Comme toutes les autres créatures sur terre, pour rester prospères, nos ancêtres se sont adaptés et ont évolué en fonction du paysage et de l’environnement qui les entouraient.
Pour la première fois en Afrique du Sud, nous avons la résolution de datation et les preuves morphologiques qui nous permettent de voir de tels changements dans une ancienne lignée d’hominidé à travers un court laps de temps.
Depuis leur découverte en 1992, les grottes de Drimolen ont agi comme une fenêtre sur les débuts de l’évolution des hominidés.
Le site de Drimolen et Swartkrans à proximité, en Afrique du Sud. (Andy Herries)
En 2018, ces grottes ont révélé certains des plus anciens outils en os du monde, et plus tôt en 2020, une équipe de recherche dirigée par Herries a découvert le premier crâne connu d’Homo erectus, un parent beaucoup plus proche de l’homme moderne.
L’espèce existait il y a environ 2 millions à 100 000 ans, et elle est apparue à peu près à la même époque que le Paranthropus robustus. Les grottes de Drimolen ont également livré plusieurs autres crânes de P. robustus, ce qui prouve de leur coexistence avec l’H. erectus.
Mais les deux espèces étaient très différentes. Alors que l’H. erectus avait un cerveau relativement gros et de petites dents, les P. robustus avaient un petit cerveau et de grandes dents. Selon la coauteure Angeline Leece, également de La Trobe, les deux espèces représentent des « expériences évolutives divergentes ».
Cette nouvelle étude présente un autre crâne de P. robustus, baptisé DNH 155, qui remonte à une époque plus lointaine, à environ 2,04-1,95 million d’années.
Selon Jesse Martin, coauteur principal de l’étude :
Les fossiles de Drimolen représentent la toute première étape connue de la longue histoire de l’évolution du Paranthropus robustus.
Le crâne appartient à un mâle adulte et sa taille est similaire à celle des spécimens femelles trouvés sur le même site, ce qui est en contradiction avec notre précédente perception de l’espèce.
Le coauteur de l’étude, David Strait de l’Université Washington de Saint-Louis, tenant la reproduction du crâne DNH 155. (WUSTL)
Jusqu’à présent, explique Jesse Martin, on pensait que le P. robustus existait « dans des structures sociales similaires à celles des gorilles, avec de grands mâles dominants vivant dans un groupe de femelles plus petites ».
Le fossile mâle DNH 155 de Drimolen est très similaire aux spécimens femelles du même site, alors que les spécimens de Paranthropus robustus d’autres sites sont sensiblement différents.
Le spécimen suggère également que l’espèce a développé ses adaptations de mastication distinctives par étapes progressives sur des centaines de milliers d’années, ce qui a conduit l’équipe à affirmer qu’il s’agit de la “première preuve haute résolution de la micro-évolution chez une espèce d’hominidés primitive”.
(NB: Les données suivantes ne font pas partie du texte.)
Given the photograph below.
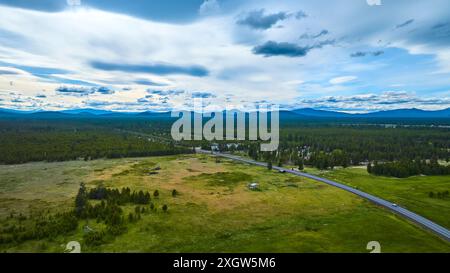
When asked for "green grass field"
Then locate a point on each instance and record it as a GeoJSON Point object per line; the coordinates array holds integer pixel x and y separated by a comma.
{"type": "Point", "coordinates": [411, 193]}
{"type": "Point", "coordinates": [214, 211]}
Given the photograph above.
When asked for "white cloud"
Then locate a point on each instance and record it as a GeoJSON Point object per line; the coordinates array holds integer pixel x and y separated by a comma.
{"type": "Point", "coordinates": [344, 79]}
{"type": "Point", "coordinates": [209, 7]}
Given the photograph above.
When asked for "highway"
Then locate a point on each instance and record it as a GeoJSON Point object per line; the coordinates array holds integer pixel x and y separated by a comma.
{"type": "Point", "coordinates": [435, 228]}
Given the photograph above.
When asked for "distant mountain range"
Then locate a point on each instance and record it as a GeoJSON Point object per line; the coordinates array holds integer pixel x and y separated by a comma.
{"type": "Point", "coordinates": [288, 114]}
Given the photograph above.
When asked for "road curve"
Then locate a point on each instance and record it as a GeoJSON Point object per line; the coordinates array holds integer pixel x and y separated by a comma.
{"type": "Point", "coordinates": [437, 229]}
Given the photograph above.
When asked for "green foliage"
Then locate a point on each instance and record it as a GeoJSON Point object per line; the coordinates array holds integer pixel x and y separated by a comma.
{"type": "Point", "coordinates": [25, 144]}
{"type": "Point", "coordinates": [407, 168]}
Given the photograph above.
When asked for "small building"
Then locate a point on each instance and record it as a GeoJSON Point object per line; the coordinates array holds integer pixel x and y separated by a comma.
{"type": "Point", "coordinates": [87, 229]}
{"type": "Point", "coordinates": [215, 147]}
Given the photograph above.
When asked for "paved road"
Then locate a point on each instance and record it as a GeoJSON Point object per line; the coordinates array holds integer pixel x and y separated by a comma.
{"type": "Point", "coordinates": [437, 229]}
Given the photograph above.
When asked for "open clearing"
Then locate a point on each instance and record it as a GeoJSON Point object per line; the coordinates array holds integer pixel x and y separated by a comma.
{"type": "Point", "coordinates": [411, 193]}
{"type": "Point", "coordinates": [214, 211]}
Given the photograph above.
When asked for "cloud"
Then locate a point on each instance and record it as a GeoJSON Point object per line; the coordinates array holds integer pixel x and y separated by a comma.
{"type": "Point", "coordinates": [257, 19]}
{"type": "Point", "coordinates": [272, 48]}
{"type": "Point", "coordinates": [209, 7]}
{"type": "Point", "coordinates": [149, 82]}
{"type": "Point", "coordinates": [404, 24]}
{"type": "Point", "coordinates": [6, 71]}
{"type": "Point", "coordinates": [83, 91]}
{"type": "Point", "coordinates": [157, 69]}
{"type": "Point", "coordinates": [165, 92]}
{"type": "Point", "coordinates": [344, 79]}
{"type": "Point", "coordinates": [314, 36]}
{"type": "Point", "coordinates": [203, 95]}
{"type": "Point", "coordinates": [365, 53]}
{"type": "Point", "coordinates": [375, 102]}
{"type": "Point", "coordinates": [300, 14]}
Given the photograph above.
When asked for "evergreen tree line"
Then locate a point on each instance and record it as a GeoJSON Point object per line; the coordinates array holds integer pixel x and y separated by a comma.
{"type": "Point", "coordinates": [52, 146]}
{"type": "Point", "coordinates": [407, 168]}
{"type": "Point", "coordinates": [108, 211]}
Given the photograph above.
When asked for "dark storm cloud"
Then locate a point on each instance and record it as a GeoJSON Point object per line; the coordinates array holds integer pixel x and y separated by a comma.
{"type": "Point", "coordinates": [314, 36]}
{"type": "Point", "coordinates": [259, 20]}
{"type": "Point", "coordinates": [157, 69]}
{"type": "Point", "coordinates": [272, 48]}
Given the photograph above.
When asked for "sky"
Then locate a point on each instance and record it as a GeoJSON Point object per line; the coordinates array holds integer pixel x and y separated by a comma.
{"type": "Point", "coordinates": [348, 55]}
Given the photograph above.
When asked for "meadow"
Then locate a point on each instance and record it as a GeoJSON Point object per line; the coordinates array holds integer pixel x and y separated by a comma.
{"type": "Point", "coordinates": [412, 193]}
{"type": "Point", "coordinates": [214, 210]}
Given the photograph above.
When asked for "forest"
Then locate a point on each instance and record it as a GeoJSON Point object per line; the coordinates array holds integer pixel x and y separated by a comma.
{"type": "Point", "coordinates": [324, 145]}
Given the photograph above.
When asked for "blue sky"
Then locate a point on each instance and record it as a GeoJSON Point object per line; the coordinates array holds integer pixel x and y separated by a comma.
{"type": "Point", "coordinates": [154, 55]}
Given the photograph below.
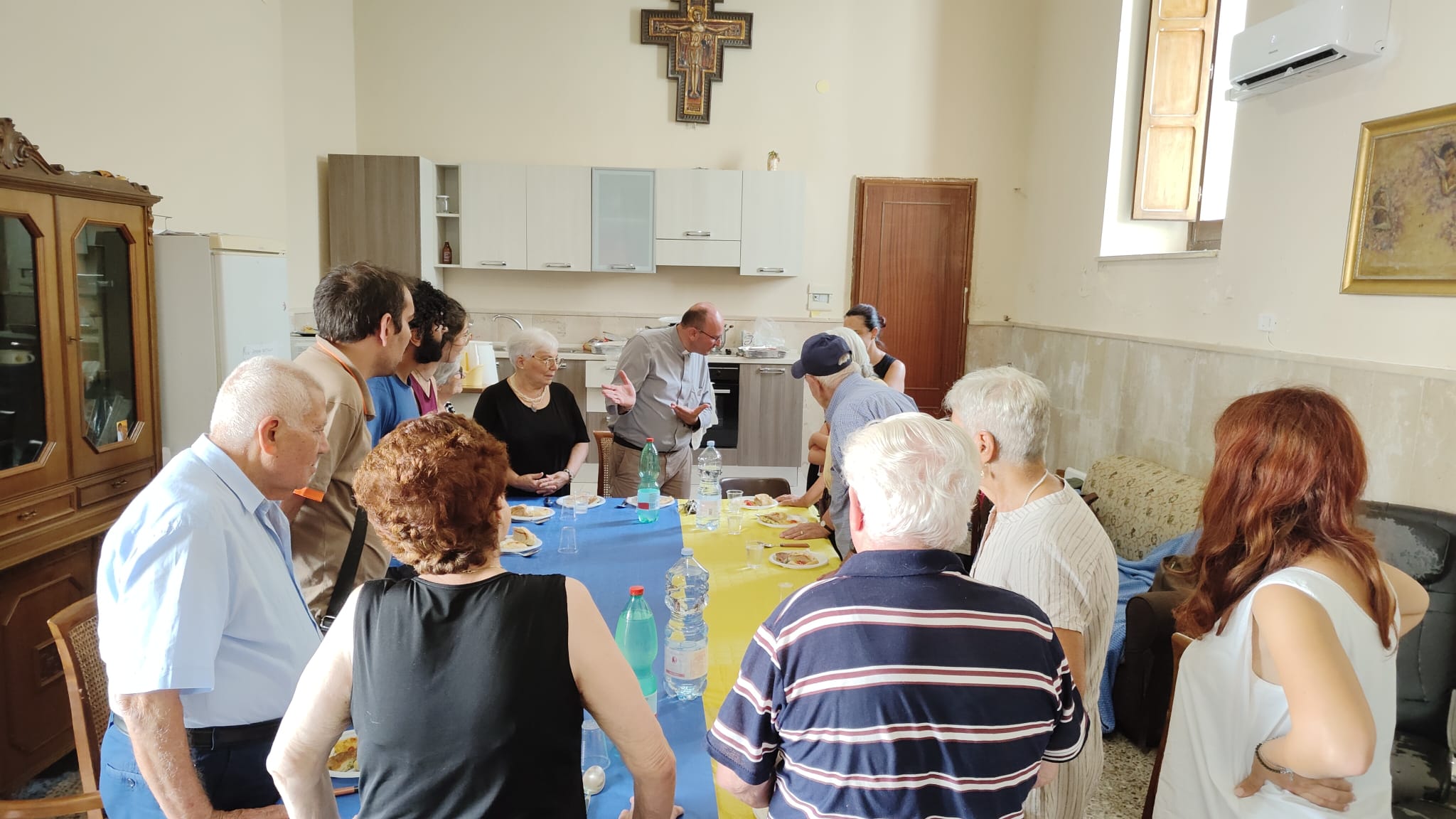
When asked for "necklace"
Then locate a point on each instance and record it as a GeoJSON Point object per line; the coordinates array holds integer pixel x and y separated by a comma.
{"type": "Point", "coordinates": [528, 400]}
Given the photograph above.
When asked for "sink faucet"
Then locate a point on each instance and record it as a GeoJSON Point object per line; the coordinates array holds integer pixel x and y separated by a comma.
{"type": "Point", "coordinates": [505, 316]}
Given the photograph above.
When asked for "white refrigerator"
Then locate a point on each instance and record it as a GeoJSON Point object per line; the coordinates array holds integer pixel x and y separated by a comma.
{"type": "Point", "coordinates": [220, 299]}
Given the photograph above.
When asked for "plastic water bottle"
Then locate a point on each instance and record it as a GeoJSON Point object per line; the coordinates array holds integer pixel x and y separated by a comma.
{"type": "Point", "coordinates": [648, 491]}
{"type": "Point", "coordinates": [637, 638]}
{"type": "Point", "coordinates": [685, 665]}
{"type": "Point", "coordinates": [710, 487]}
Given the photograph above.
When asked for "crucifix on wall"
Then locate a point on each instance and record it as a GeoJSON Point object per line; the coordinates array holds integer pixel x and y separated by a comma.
{"type": "Point", "coordinates": [695, 37]}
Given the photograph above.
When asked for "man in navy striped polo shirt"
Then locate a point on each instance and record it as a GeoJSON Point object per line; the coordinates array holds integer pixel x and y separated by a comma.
{"type": "Point", "coordinates": [899, 687]}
Leece explique qu’au fil du temps, « le Paranthropus robustus a probablement évolué pour générer et supporter des forces plus élevées produites lors de la morsure et de la mastication d’aliments qui étaient difficiles ou mécaniquement difficiles à traiter avec leurs mâchoires et leurs dents, comme les tubercules« .
On pense que ces adaptations ont eu lieu pendant une période de changement environnemental, lorsque les données climatiques indiquent que la région se desséchait. Les conditions de plus en plus arides ont conduit à l’extinction de plusieurs espèces de mammifères et elles ont peut-être soumis les hominidés à un stress alimentaire.
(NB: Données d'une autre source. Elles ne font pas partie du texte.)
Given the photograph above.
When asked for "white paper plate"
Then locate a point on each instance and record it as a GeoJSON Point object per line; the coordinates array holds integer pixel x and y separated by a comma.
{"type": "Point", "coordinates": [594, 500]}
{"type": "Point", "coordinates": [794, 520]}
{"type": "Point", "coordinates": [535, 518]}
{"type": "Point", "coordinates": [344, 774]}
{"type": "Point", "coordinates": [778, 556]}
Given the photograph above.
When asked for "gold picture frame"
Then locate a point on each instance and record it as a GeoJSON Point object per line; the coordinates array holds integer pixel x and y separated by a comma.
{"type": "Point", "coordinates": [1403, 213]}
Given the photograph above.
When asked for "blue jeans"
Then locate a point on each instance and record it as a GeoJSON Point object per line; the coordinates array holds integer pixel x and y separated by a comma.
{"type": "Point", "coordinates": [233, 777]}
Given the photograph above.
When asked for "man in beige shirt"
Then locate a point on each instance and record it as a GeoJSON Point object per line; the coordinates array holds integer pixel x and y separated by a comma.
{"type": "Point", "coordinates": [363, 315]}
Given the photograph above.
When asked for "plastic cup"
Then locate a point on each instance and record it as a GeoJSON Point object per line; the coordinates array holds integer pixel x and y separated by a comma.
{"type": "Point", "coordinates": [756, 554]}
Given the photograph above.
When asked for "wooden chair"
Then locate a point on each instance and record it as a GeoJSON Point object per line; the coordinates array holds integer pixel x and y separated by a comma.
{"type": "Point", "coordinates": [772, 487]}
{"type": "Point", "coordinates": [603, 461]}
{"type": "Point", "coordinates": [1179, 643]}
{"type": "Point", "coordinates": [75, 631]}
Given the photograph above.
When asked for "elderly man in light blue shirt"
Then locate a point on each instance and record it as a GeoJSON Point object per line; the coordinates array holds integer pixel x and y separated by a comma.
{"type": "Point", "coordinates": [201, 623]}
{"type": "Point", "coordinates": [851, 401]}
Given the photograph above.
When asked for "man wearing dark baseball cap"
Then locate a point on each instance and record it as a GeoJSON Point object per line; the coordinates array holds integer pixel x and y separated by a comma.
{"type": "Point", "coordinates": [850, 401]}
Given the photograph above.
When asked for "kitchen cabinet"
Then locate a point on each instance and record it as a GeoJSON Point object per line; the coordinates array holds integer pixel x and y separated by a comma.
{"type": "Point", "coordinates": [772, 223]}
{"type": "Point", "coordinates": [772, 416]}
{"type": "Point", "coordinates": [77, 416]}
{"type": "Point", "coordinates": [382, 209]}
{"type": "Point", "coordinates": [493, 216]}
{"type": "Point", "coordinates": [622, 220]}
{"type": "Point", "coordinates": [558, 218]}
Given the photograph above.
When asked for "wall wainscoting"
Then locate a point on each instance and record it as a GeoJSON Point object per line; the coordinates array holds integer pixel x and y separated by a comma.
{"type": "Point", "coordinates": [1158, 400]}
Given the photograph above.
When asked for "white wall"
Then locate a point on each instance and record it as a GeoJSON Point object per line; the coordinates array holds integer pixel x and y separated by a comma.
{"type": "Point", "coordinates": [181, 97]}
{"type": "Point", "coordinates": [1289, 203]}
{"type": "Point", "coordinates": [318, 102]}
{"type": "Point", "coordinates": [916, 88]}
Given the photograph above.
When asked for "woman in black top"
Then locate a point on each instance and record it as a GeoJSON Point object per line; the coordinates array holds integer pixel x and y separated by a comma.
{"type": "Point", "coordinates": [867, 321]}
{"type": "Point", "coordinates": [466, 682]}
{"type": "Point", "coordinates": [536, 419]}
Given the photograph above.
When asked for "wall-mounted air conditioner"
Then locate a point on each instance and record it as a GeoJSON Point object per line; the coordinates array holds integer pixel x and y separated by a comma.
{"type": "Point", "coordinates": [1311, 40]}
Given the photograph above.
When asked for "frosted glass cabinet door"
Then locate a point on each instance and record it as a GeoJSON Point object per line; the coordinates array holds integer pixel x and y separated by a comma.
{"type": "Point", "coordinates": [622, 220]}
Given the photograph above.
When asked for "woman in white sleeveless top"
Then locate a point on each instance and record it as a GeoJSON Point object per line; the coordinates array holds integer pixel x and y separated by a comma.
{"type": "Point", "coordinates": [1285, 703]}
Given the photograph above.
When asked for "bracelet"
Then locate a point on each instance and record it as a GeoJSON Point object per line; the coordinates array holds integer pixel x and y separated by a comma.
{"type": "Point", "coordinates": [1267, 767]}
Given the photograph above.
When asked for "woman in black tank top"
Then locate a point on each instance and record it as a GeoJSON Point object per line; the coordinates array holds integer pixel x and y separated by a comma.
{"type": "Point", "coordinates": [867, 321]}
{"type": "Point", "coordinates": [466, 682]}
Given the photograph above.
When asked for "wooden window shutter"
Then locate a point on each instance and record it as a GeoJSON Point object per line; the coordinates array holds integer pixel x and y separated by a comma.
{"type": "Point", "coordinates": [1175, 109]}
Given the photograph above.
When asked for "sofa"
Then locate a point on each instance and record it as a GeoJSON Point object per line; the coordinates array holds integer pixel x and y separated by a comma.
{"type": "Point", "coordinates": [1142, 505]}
Selon l’équipe, des recherches plus approfondies nous permettront de mieux comprendre comment différentes espèces d’anciens humains se disputaient les ressources, et comment cela a influencé notre propre évolution.
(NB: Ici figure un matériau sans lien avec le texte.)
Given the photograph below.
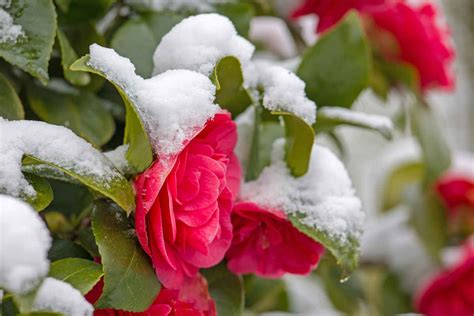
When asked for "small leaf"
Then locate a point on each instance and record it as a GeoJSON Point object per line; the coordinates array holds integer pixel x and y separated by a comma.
{"type": "Point", "coordinates": [81, 111]}
{"type": "Point", "coordinates": [133, 34]}
{"type": "Point", "coordinates": [68, 56]}
{"type": "Point", "coordinates": [226, 290]}
{"type": "Point", "coordinates": [230, 93]}
{"type": "Point", "coordinates": [299, 142]}
{"type": "Point", "coordinates": [130, 281]}
{"type": "Point", "coordinates": [31, 52]}
{"type": "Point", "coordinates": [11, 107]}
{"type": "Point", "coordinates": [346, 254]}
{"type": "Point", "coordinates": [332, 117]}
{"type": "Point", "coordinates": [139, 154]}
{"type": "Point", "coordinates": [117, 189]}
{"type": "Point", "coordinates": [436, 153]}
{"type": "Point", "coordinates": [336, 69]}
{"type": "Point", "coordinates": [80, 273]}
{"type": "Point", "coordinates": [44, 193]}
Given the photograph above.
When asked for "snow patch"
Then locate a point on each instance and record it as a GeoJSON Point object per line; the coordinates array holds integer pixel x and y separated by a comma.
{"type": "Point", "coordinates": [284, 91]}
{"type": "Point", "coordinates": [58, 296]}
{"type": "Point", "coordinates": [324, 194]}
{"type": "Point", "coordinates": [24, 244]}
{"type": "Point", "coordinates": [197, 43]}
{"type": "Point", "coordinates": [173, 105]}
{"type": "Point", "coordinates": [51, 143]}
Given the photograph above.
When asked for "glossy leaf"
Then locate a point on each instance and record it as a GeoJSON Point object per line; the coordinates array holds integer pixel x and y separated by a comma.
{"type": "Point", "coordinates": [336, 69]}
{"type": "Point", "coordinates": [139, 154]}
{"type": "Point", "coordinates": [31, 52]}
{"type": "Point", "coordinates": [436, 153]}
{"type": "Point", "coordinates": [81, 111]}
{"type": "Point", "coordinates": [117, 189]}
{"type": "Point", "coordinates": [133, 34]}
{"type": "Point", "coordinates": [346, 254]}
{"type": "Point", "coordinates": [68, 56]}
{"type": "Point", "coordinates": [327, 123]}
{"type": "Point", "coordinates": [229, 80]}
{"type": "Point", "coordinates": [226, 290]}
{"type": "Point", "coordinates": [299, 143]}
{"type": "Point", "coordinates": [130, 281]}
{"type": "Point", "coordinates": [44, 193]}
{"type": "Point", "coordinates": [80, 273]}
{"type": "Point", "coordinates": [11, 107]}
L’étude publiée dans Nature Ecology and Evolution : Drimolen cranium DNH 155 documents microevolution in an early hominin species et présentée sur le site de l’Université de La Trobe : Skull shines light on human evolution et sur le site de l’Université Washington de Saint-Louis : Newly discovered fossil documents small-scale evolutionary changes in an extinct human species.